The GroupState struct is defined in Section 5.7 (page 18).  Since we're
using the TLS struct syntax, the definition of a struct defines its
serialization.


> Page 26
> =======
> Why is cipher_suite in Welcome? Each init key corresponds to a unique
> cipher suite, so the sender and recipient already know the cipher suite
> they need to use.
>

As above, the new joiner needs to know the ciphersuite for the group.  But
also, each UserInitKey can contain init keys for multiple ciphersuites, so
the recipient of the Welcome needs to know which one to use to decrypt.


Page 27
> =======
> What happens when you get two Welcomes? Could you arbitrarily send a
> Welcome to a person and DoS them from the group by forcing them to update
> their state to something wrong?
>

In general, this seems like it's a layer up from what this document is
specifying.  For example, it's perfectly plausible that you could receive
two welcomes with the same group_id and just initialize two different
sessions that work just fine.  That said, we should be clear that that's
the case -- if applications want group IDs to be unique, they need to
enforce that.

We don't have any mechanism right now for authenticating the information in
a Welcome.  You would basically need a way to authenticate a GroupState
object as a valid state of the group.  Suggestions welcome.
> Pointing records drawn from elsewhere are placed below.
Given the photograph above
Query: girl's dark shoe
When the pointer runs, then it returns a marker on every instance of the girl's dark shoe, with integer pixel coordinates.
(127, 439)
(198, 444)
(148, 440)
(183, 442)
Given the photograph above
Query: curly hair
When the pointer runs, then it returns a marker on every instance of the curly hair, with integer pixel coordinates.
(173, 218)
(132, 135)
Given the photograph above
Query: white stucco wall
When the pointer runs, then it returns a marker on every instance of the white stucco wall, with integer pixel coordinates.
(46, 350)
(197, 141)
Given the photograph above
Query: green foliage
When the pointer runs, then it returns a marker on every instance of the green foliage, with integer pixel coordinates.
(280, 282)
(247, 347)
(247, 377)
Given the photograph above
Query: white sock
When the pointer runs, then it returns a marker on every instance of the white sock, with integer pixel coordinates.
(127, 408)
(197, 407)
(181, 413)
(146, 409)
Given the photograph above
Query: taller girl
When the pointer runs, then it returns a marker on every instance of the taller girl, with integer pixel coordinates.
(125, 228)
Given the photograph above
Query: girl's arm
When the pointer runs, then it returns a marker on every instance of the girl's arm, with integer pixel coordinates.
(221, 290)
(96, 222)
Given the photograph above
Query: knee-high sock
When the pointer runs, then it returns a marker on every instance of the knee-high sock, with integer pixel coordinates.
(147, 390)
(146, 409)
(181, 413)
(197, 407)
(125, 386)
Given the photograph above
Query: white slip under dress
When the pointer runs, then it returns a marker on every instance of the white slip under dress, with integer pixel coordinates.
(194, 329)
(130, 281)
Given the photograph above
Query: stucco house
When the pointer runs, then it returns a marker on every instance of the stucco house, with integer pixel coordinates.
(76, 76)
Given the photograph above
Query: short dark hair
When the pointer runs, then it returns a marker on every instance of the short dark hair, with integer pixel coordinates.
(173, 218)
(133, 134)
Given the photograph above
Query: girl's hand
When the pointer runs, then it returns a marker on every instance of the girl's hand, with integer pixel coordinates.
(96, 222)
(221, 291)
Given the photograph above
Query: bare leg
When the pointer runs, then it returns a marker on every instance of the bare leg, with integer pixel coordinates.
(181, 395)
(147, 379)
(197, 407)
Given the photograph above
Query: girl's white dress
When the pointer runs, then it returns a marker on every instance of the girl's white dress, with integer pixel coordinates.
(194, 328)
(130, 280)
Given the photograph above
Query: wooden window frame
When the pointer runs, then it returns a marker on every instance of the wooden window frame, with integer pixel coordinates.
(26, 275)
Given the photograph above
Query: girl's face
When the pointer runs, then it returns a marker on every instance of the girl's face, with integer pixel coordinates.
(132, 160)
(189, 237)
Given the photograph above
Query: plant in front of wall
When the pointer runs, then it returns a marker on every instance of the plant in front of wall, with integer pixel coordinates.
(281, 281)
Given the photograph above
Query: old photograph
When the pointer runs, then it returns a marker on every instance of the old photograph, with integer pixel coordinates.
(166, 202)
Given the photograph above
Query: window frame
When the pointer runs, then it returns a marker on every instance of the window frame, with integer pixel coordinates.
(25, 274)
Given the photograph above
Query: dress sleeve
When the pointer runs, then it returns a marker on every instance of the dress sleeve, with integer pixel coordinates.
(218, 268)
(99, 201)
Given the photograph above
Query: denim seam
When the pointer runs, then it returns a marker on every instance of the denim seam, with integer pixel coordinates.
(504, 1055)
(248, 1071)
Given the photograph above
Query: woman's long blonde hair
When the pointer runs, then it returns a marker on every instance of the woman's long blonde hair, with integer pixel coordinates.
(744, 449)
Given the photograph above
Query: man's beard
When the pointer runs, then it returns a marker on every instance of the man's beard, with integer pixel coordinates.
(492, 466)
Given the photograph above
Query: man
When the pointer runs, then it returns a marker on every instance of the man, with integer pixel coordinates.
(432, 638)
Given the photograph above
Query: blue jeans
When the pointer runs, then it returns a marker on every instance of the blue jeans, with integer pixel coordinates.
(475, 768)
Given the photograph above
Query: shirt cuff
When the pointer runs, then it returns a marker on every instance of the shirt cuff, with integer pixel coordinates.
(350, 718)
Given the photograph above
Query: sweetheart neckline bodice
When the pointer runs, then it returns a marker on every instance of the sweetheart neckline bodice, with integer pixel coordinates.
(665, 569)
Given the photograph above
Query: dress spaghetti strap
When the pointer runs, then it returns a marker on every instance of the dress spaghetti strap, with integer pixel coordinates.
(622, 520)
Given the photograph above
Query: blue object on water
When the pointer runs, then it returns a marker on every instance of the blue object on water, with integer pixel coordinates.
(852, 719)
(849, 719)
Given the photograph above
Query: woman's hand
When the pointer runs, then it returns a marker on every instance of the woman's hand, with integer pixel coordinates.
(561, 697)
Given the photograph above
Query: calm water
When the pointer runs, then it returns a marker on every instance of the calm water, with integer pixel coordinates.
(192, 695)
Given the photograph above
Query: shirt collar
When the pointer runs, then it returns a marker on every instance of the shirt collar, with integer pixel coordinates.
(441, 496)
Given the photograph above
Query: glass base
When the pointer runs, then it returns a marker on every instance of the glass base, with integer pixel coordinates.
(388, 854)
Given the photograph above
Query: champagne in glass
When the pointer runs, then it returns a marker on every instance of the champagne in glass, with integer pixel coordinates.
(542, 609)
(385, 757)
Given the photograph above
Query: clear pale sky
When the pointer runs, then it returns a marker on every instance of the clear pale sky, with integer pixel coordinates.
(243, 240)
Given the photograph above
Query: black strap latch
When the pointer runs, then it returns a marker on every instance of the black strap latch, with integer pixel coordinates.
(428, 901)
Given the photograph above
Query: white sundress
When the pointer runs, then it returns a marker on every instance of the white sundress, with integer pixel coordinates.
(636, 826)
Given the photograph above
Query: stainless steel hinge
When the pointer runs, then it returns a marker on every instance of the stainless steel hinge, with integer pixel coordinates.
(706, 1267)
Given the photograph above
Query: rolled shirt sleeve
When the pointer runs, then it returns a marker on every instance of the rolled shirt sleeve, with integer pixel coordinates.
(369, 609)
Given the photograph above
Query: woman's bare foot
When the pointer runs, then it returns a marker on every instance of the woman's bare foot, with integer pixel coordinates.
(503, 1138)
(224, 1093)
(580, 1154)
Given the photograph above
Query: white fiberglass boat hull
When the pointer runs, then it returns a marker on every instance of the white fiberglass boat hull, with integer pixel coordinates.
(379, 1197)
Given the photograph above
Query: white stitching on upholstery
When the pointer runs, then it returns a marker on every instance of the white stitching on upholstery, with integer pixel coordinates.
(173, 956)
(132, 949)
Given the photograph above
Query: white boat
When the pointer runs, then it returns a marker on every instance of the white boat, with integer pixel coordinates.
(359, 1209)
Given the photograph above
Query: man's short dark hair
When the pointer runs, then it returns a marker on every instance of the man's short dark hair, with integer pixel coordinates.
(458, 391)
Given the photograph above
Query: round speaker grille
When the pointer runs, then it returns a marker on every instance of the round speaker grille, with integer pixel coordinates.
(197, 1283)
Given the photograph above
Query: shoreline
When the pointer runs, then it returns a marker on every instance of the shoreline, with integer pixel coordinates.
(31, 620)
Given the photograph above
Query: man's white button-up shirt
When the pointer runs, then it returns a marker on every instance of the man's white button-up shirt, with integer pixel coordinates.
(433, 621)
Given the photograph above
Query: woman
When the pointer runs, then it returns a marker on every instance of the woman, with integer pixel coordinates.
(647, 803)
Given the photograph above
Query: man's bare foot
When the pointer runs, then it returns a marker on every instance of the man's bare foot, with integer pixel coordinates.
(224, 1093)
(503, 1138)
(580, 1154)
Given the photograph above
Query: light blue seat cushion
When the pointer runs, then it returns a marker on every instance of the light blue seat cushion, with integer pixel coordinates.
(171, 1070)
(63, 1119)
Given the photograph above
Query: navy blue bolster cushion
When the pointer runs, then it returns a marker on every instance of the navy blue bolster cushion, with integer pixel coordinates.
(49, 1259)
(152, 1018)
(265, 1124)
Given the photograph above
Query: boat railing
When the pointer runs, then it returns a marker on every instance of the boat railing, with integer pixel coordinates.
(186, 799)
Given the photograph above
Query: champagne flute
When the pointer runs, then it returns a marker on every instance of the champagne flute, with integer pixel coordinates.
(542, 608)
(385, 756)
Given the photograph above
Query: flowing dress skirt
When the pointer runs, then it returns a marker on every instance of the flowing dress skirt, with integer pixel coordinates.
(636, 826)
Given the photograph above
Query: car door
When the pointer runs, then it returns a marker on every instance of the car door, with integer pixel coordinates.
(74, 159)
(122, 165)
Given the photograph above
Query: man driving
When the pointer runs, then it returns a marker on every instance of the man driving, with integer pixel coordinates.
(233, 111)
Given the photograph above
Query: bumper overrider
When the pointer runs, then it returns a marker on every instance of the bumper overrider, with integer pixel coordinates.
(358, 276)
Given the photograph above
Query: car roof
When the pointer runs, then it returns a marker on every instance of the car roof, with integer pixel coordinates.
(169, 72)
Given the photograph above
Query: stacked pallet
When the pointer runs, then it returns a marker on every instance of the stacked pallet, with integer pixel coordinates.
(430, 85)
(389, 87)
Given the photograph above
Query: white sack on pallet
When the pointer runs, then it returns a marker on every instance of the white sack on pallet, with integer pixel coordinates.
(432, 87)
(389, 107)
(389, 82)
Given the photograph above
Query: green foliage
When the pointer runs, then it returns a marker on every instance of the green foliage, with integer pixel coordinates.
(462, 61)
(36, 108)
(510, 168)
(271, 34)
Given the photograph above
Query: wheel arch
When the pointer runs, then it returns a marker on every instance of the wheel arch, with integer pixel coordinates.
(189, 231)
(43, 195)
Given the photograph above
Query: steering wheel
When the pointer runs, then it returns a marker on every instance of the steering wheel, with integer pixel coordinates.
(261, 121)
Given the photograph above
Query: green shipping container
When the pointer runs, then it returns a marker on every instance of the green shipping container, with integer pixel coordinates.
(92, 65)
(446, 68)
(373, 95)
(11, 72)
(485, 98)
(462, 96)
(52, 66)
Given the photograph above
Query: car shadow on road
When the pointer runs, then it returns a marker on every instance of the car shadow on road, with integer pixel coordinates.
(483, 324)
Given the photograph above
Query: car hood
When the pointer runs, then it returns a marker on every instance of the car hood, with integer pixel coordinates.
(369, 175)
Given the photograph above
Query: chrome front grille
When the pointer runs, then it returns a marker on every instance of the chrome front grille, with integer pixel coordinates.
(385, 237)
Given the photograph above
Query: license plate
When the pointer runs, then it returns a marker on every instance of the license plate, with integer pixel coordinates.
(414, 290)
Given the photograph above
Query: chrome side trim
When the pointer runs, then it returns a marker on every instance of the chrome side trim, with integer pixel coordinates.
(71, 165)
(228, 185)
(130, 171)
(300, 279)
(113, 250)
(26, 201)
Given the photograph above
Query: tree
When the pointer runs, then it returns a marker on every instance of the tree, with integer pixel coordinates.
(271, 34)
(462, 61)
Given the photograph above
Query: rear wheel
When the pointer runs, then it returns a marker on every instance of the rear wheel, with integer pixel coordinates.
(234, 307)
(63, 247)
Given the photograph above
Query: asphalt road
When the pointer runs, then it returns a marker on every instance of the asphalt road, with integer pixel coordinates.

Of course, if we can't authenticate the information in a Welcome, we should
describe the risks in the Security Considerations.  Suggestions also
welcome here :)



> Page 35
> =======
> How exactly are the message signatures calculated? Does it mean the
> 16-byte tag at the end of the AES-GCM ciphertext? How does this generalize
> for AEADs with non-detachable signatures like AES-CCM (which is a
> mac-then-encrypt construction)?
>

No, it's a signature, not a MAC. As I understand it, the sender:

- Constructs a MLSSignatureContent struct with the (plaintext) content and
the various indicators of the key being used
- Serializes that struct
- Signs the serialized struct with its identity key (corresponding to its
entry in the group's roster)

That text is due to Benjamin Beurdouche; he might have further corrections.